So Nielsen came out with a study last week that says the percentage of homes with a TV declined for the first time in 20 years. They gave some possible reasons, ranging from the DTV transition to the economy to the contestants on ‘American Idol' being pretty boring this season since Pia Toscana wuz robbed.
But the other thing they mentioned was “Cord-Cutters,” which are people who had a TV service and got rid of it. That of course should not be confused with “Cord-Nevers”—young people who never buy a TV service in the first place. Nor should it be confused with “Chord Overstreet,” which is what young people drool over when they should be reading a damn book and not growing up stupid.
I understand the Cord-Never thing; kids growing up now just don’t see the TV as the primary source of electronic entertainment the way many of us did growing up. TV is like an overpriced drug that we as an industry need to hook them on as kids. We should probably call on Big Tobacco for some pointers.
But the Cord-Cutter trend is tougher to define. Granted, the economy stinks (c’mon, you really see signs of a recovery anywhere but on Wall Street?), so that plays a big part. There are more ways to cobble together a video entertainment package through connected TVs, or outright online. And social media takes up a lot of the time we once spent plopped on the couch watching old John Hughes movies and thinking about that girl we never had the guts to ask out. Wow, did I just say that out loud? How’s that midlife crisis treating you there, Grossman?
Whatever the reasoning, I can’t imagine falling into Camp Cord-Cutter. I want to sit on my couch, press one button, and have my big-ass TV kick out 37,000 channels of mostly unwatchable crap in beautiful HD. While my wife brings me my dinner and my kids shine my shoes. And I want to be 6’4”, thin and have hair— which has a better chance of happening than the thing with the wife and kids.
Anyway, a few weeks ago I was talking to one of my best friends from back in beautiful Minneapolis, a guy I grew up with, have gotten into plenty of trouble with, and with whom I share a lot in common. He has a wife and two kids, works for a successful media company, likes sports and has questionable taste in several respects.

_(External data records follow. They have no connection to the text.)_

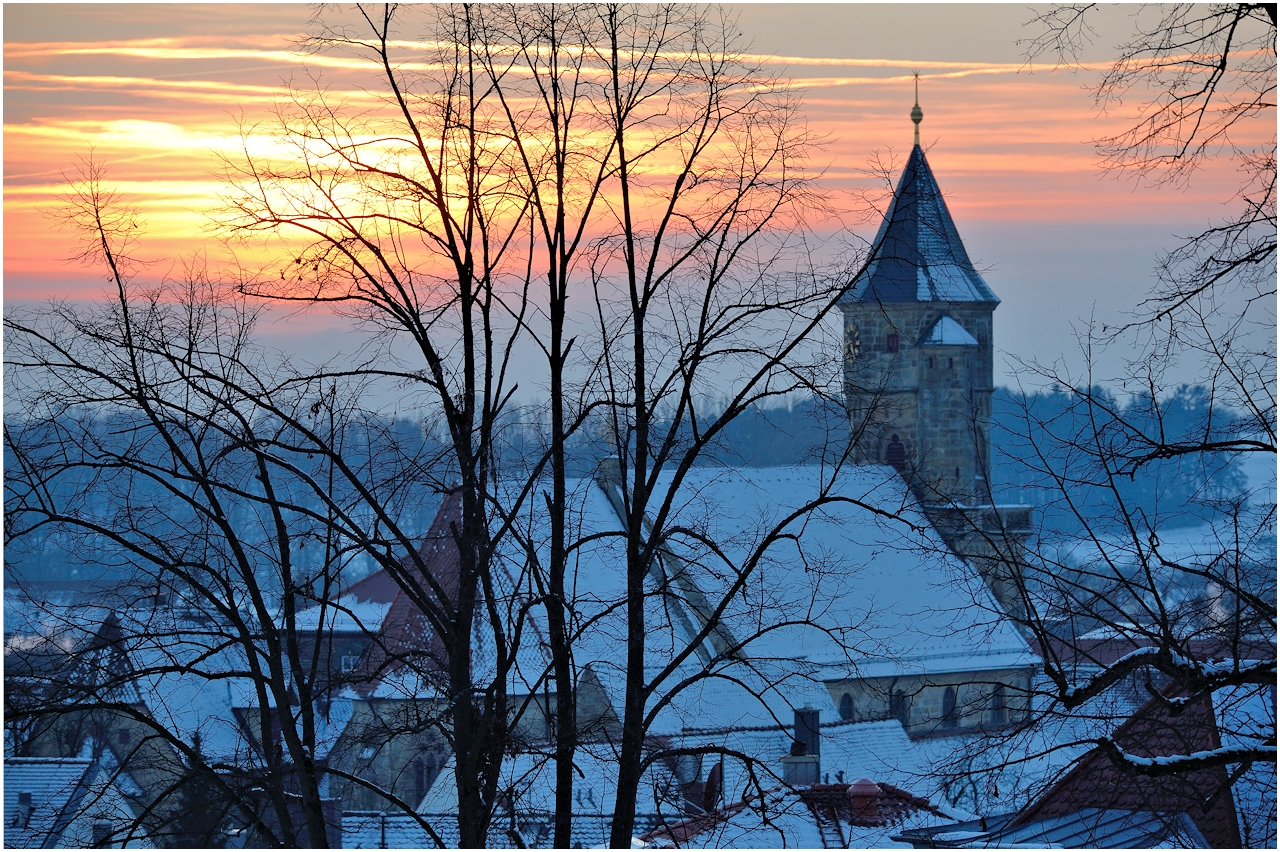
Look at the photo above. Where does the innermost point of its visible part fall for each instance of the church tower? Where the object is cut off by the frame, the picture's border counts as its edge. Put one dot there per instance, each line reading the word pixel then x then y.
pixel 918 349
pixel 919 371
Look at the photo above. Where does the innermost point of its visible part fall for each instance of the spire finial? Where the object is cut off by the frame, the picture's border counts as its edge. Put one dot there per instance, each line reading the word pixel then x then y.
pixel 917 114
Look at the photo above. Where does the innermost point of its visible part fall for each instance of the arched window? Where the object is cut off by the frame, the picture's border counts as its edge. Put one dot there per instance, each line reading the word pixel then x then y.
pixel 999 710
pixel 895 454
pixel 949 709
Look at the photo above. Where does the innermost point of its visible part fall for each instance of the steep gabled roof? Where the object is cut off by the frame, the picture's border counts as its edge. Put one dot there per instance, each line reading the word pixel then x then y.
pixel 1155 731
pixel 917 255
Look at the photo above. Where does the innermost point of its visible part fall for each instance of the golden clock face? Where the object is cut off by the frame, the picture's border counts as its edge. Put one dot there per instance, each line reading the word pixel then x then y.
pixel 853 343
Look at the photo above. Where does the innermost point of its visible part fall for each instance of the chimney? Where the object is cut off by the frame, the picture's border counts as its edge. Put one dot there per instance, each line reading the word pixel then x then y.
pixel 801 768
pixel 864 802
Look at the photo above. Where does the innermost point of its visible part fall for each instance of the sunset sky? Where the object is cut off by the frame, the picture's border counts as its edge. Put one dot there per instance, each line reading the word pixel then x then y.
pixel 158 92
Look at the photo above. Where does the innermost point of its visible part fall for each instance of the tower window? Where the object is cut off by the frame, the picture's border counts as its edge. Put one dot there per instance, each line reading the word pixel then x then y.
pixel 895 454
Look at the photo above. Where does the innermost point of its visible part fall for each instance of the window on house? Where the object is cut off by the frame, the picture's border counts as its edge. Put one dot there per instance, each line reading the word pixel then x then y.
pixel 999 710
pixel 950 715
pixel 897 706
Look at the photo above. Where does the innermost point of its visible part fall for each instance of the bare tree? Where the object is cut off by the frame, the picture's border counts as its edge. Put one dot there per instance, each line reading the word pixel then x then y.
pixel 152 434
pixel 540 141
pixel 1130 610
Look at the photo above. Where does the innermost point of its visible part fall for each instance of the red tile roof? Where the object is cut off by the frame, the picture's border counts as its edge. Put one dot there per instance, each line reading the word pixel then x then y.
pixel 1153 731
pixel 406 632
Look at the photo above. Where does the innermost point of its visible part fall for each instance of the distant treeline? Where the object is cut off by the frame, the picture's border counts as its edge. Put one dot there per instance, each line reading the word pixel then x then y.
pixel 1043 453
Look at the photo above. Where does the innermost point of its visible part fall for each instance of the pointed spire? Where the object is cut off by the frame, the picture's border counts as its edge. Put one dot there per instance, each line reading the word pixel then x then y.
pixel 917 114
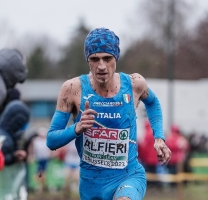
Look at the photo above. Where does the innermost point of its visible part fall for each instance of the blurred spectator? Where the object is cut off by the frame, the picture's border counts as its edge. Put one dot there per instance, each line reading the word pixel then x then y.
pixel 12 70
pixel 179 146
pixel 42 156
pixel 71 163
pixel 14 118
pixel 147 153
pixel 2 138
pixel 13 123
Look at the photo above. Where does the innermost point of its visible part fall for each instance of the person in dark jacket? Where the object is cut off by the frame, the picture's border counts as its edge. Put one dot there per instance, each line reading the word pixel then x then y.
pixel 13 70
pixel 13 121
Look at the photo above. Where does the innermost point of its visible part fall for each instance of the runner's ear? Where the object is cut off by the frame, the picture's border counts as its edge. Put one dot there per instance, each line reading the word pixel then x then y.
pixel 87 105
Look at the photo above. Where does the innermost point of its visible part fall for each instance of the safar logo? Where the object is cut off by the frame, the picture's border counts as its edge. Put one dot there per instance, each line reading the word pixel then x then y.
pixel 123 134
pixel 89 95
pixel 126 98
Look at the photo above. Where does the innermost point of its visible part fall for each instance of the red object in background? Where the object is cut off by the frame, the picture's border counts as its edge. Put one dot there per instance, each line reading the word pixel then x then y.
pixel 1 160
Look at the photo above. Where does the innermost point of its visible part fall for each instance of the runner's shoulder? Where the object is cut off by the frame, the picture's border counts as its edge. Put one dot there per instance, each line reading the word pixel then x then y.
pixel 71 85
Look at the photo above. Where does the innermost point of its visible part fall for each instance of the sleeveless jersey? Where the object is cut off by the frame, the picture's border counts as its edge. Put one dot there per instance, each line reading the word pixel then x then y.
pixel 111 142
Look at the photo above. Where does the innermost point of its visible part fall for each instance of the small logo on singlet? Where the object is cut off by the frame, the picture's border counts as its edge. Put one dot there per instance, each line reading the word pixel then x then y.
pixel 126 98
pixel 89 95
pixel 123 135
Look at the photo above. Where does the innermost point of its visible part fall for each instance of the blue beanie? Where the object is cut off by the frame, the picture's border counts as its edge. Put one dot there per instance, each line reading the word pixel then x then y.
pixel 102 40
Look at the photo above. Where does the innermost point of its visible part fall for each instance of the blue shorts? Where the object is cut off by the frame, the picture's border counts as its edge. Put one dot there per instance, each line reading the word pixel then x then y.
pixel 71 165
pixel 131 184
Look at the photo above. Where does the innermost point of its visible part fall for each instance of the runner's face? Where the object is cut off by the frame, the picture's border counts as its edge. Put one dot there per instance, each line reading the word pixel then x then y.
pixel 102 66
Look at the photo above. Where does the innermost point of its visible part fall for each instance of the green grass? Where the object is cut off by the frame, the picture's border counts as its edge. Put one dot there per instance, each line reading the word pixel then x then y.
pixel 191 191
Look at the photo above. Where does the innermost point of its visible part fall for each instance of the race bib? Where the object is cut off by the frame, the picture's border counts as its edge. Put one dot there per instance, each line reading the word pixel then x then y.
pixel 105 147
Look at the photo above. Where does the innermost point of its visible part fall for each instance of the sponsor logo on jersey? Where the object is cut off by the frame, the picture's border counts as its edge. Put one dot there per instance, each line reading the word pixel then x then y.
pixel 111 134
pixel 107 104
pixel 87 97
pixel 126 98
pixel 109 115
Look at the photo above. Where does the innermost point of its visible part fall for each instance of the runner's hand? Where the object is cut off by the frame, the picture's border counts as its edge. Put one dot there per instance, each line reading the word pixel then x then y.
pixel 87 119
pixel 163 152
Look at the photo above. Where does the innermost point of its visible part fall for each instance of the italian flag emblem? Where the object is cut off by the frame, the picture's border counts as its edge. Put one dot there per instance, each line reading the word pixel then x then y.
pixel 126 98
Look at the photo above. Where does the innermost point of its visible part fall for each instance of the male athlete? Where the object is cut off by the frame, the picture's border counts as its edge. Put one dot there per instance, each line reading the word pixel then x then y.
pixel 103 105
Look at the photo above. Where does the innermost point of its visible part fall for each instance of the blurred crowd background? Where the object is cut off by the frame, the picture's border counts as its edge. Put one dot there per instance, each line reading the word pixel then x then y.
pixel 169 51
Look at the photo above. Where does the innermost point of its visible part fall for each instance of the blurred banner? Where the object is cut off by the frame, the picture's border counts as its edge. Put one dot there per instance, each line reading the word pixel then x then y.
pixel 13 182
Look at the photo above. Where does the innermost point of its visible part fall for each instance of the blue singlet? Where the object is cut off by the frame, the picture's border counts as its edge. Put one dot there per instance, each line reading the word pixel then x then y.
pixel 108 151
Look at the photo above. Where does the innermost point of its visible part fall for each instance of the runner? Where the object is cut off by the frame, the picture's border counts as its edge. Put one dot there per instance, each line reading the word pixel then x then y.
pixel 103 105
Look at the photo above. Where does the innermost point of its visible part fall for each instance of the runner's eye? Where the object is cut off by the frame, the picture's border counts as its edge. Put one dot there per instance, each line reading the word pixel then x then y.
pixel 94 59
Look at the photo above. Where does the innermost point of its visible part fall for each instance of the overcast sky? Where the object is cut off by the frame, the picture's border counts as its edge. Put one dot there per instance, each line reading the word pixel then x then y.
pixel 58 18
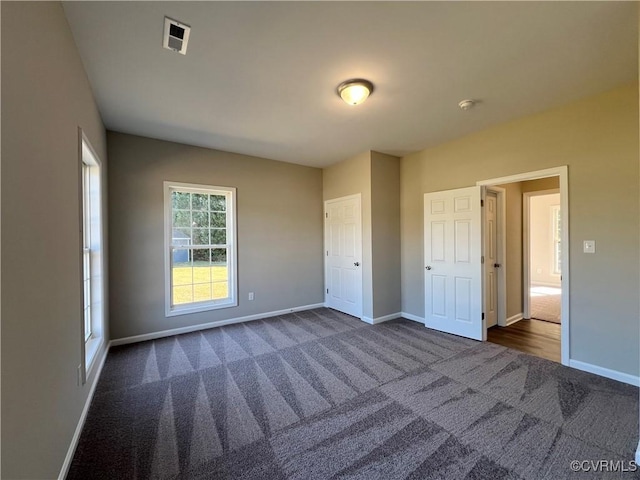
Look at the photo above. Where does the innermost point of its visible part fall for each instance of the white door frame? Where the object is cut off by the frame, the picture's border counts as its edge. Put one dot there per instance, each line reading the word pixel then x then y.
pixel 325 249
pixel 563 173
pixel 526 247
pixel 502 255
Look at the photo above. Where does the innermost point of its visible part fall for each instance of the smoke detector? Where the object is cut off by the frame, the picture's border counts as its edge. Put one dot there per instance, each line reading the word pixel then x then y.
pixel 466 104
pixel 176 35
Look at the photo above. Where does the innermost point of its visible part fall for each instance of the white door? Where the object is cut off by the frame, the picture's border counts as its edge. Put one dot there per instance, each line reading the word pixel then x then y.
pixel 491 261
pixel 453 269
pixel 343 255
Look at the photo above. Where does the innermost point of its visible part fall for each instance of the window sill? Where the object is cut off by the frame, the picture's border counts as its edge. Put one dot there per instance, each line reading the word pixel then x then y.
pixel 197 308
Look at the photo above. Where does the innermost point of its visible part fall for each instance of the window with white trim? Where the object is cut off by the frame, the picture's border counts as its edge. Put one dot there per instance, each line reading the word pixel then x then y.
pixel 92 254
pixel 556 225
pixel 200 248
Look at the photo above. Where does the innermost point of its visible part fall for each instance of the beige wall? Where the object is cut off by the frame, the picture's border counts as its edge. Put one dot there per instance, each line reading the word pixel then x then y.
pixel 513 237
pixel 376 177
pixel 45 98
pixel 350 177
pixel 385 230
pixel 598 139
pixel 541 239
pixel 279 215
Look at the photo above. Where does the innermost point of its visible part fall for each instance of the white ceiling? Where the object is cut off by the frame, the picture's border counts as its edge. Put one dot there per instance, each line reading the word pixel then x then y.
pixel 259 78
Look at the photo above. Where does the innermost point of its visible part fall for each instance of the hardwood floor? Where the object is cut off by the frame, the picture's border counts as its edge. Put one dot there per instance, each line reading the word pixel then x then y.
pixel 536 337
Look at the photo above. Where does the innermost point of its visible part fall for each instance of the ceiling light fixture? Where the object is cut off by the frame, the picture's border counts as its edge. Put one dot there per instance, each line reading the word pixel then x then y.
pixel 355 91
pixel 467 104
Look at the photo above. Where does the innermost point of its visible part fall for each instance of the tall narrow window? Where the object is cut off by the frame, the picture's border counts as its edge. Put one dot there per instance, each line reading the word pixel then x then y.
pixel 92 266
pixel 200 248
pixel 556 225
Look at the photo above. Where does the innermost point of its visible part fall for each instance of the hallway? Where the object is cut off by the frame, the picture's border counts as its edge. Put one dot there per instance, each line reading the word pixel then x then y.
pixel 535 337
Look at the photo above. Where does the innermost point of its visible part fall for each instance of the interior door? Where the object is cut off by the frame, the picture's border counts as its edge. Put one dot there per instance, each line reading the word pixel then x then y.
pixel 343 255
pixel 453 269
pixel 491 260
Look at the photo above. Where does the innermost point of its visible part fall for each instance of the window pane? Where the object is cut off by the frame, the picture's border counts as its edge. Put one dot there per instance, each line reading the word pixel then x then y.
pixel 181 218
pixel 200 219
pixel 180 200
pixel 182 295
pixel 199 201
pixel 218 203
pixel 182 273
pixel 202 292
pixel 218 219
pixel 218 236
pixel 219 256
pixel 200 236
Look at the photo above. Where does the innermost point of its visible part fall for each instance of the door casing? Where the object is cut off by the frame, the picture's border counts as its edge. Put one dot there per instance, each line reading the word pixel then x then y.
pixel 562 173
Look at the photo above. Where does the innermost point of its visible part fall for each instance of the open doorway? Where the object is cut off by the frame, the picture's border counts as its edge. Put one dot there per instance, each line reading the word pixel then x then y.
pixel 542 237
pixel 522 288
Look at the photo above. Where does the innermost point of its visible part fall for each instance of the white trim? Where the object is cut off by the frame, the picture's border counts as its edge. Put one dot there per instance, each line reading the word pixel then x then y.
pixel 514 318
pixel 411 316
pixel 501 234
pixel 232 250
pixel 563 173
pixel 605 372
pixel 385 318
pixel 83 416
pixel 205 326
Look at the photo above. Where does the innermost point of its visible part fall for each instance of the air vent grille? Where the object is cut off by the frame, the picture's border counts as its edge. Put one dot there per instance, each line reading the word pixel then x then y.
pixel 176 35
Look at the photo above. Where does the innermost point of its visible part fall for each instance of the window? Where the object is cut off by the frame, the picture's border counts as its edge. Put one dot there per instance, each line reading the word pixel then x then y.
pixel 200 248
pixel 92 266
pixel 556 225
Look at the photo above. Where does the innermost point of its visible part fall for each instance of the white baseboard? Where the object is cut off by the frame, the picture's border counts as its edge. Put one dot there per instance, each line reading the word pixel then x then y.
pixel 385 318
pixel 83 416
pixel 605 372
pixel 514 318
pixel 204 326
pixel 410 316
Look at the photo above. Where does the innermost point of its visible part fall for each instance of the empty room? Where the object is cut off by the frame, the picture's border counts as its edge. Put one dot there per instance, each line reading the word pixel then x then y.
pixel 313 240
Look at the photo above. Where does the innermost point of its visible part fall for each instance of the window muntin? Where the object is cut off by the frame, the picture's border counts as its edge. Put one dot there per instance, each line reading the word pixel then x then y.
pixel 556 225
pixel 200 248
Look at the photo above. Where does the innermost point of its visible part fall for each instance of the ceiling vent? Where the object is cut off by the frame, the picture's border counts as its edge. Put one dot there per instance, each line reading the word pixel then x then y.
pixel 176 35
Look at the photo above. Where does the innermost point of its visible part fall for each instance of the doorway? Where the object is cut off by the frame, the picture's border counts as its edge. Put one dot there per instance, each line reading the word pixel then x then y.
pixel 542 254
pixel 343 255
pixel 515 326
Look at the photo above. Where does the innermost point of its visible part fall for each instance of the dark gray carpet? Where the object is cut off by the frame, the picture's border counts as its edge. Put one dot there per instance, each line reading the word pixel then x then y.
pixel 319 395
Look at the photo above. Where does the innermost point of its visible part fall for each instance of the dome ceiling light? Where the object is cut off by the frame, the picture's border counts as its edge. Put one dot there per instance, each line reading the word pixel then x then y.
pixel 355 91
pixel 467 104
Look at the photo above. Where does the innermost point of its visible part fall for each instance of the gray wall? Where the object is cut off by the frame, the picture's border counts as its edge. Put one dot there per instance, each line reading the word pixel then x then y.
pixel 279 215
pixel 513 225
pixel 350 177
pixel 376 177
pixel 385 234
pixel 45 98
pixel 598 139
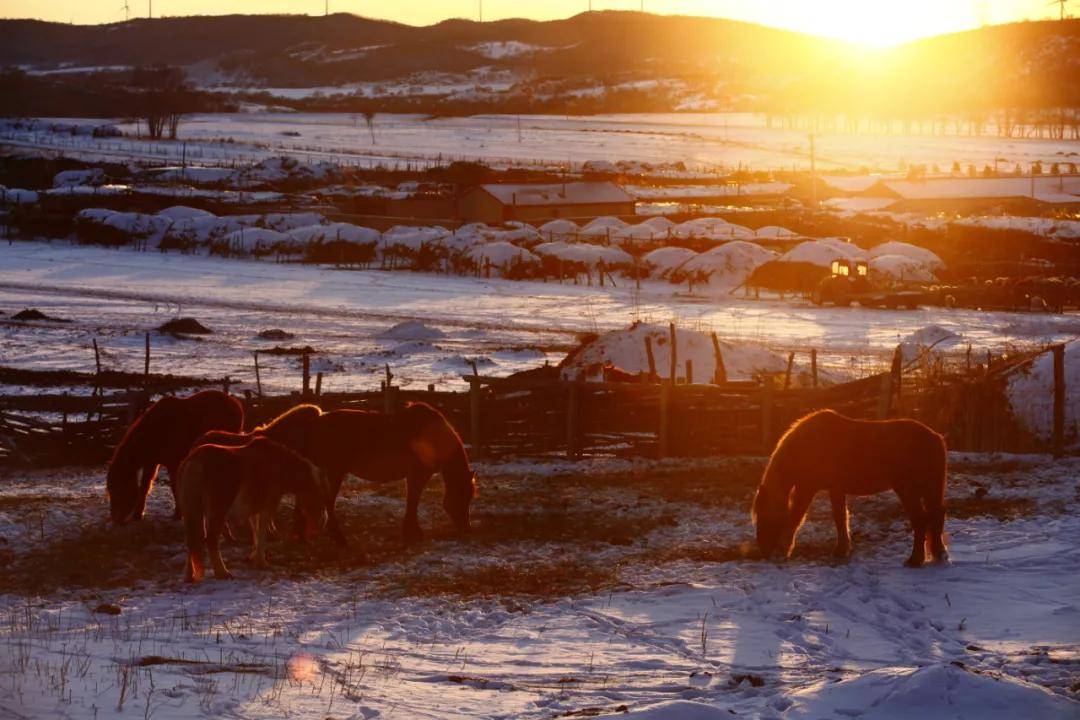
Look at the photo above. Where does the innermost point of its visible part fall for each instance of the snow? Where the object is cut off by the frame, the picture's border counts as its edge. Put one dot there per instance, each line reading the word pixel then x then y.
pixel 932 338
pixel 993 635
pixel 901 268
pixel 17 197
pixel 729 265
pixel 625 350
pixel 935 691
pixel 553 229
pixel 663 260
pixel 500 254
pixel 1031 395
pixel 590 255
pixel 920 255
pixel 498 50
pixel 184 213
pixel 823 252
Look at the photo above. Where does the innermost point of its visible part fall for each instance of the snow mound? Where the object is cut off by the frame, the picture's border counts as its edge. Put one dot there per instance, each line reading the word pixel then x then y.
pixel 1031 395
pixel 625 350
pixel 662 260
pixel 590 255
pixel 939 692
pixel 184 213
pixel 554 229
pixel 729 265
pixel 412 329
pixel 931 337
pixel 906 249
pixel 823 252
pixel 901 268
pixel 680 709
pixel 500 254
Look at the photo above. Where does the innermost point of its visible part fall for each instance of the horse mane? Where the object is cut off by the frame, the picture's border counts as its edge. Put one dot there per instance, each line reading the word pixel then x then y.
pixel 132 437
pixel 293 415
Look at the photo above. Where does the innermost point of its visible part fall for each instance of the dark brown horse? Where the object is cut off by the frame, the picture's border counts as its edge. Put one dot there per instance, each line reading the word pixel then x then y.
pixel 246 481
pixel 291 429
pixel 845 457
pixel 162 436
pixel 413 444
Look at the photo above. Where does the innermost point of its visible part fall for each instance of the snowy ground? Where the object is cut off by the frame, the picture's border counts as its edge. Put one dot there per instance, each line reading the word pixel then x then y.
pixel 116 296
pixel 585 588
pixel 700 140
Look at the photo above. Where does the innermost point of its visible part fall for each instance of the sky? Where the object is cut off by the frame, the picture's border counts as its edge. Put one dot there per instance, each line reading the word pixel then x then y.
pixel 871 22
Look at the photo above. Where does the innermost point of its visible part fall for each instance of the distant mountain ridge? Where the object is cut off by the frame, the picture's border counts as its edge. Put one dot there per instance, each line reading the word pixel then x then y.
pixel 700 63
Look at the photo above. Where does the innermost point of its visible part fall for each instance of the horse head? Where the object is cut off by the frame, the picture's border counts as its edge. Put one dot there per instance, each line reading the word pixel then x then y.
pixel 771 517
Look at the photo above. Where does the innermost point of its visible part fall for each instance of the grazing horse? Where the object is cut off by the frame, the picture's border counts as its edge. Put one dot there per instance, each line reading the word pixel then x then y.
pixel 162 436
pixel 291 429
pixel 845 457
pixel 413 444
pixel 248 480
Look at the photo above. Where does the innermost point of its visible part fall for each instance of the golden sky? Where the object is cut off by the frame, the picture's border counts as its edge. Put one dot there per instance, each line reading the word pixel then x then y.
pixel 872 22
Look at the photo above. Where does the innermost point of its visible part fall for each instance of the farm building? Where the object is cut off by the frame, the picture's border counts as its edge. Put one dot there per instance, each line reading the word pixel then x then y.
pixel 499 203
pixel 964 193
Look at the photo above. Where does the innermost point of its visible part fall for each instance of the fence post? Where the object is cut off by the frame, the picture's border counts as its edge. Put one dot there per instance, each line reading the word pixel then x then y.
pixel 648 354
pixel 674 356
pixel 767 413
pixel 663 435
pixel 258 380
pixel 572 420
pixel 885 398
pixel 1058 401
pixel 474 436
pixel 720 375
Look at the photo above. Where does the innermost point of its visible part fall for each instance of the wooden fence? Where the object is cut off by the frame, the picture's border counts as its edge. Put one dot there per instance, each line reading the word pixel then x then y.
pixel 504 417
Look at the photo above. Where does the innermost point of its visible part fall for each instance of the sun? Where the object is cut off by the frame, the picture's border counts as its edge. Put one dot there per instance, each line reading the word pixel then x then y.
pixel 875 23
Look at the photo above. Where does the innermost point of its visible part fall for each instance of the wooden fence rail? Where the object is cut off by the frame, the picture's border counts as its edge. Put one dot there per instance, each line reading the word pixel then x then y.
pixel 501 417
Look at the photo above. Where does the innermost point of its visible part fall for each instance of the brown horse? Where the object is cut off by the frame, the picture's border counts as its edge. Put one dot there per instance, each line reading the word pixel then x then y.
pixel 291 429
pixel 162 436
pixel 413 444
pixel 845 457
pixel 248 480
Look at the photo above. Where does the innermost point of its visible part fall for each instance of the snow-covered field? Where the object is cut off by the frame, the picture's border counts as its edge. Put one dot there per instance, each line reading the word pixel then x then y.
pixel 589 588
pixel 700 140
pixel 116 296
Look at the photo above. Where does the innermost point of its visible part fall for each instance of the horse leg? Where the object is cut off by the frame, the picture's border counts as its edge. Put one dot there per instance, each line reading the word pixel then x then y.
pixel 935 522
pixel 260 525
pixel 333 529
pixel 147 476
pixel 414 488
pixel 917 516
pixel 839 501
pixel 800 504
pixel 174 484
pixel 214 527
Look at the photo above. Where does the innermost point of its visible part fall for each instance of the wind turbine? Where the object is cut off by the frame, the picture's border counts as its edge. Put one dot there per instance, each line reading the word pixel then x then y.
pixel 1061 5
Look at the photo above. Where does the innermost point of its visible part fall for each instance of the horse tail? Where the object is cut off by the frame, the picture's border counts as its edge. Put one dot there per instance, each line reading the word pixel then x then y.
pixel 194 521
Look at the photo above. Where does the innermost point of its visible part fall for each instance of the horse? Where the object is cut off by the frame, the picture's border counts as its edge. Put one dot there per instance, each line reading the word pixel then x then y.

So I was shocked when he casually mentioned to me that he was dumping his cable service. Yes, one of my best friends had just come out…as a cord-cutter. I felt like one of those people who grew up next door to a serial killer and has to do one of those, “I had no idea, he seemed like such a normal kid” interviews after the fact.
But the bottom line is, it happens. For real. My friend has a good gig, but he also has a wife and two kids and plenty of bills and was sick of paying for a ton of channels he never watched. He says he was running out of new shows he liked; for instance, he’s an ad exec who says he never knows when Mad Men is actually coming back every year (I didn’t have the heart to tell him…). He told me if there was a la carte, sign him back up, but not for cable in its current form.
He said canceling was interesting. First they tried to give him more for the same price, then they tried to keep him subscribed to a cheaper package, and then when they realized he was actually serious about canceling, they treated him like he was crazy.
But he kept a high-speed Internet subscription only (which he may abandon for free Wi-Fi provided by the city), then went out and grabbed a Roku box, a DTV antenna and subscriptions to Hulu Plus and Netflix. And suddenly, he was on the other side of the statistics chart.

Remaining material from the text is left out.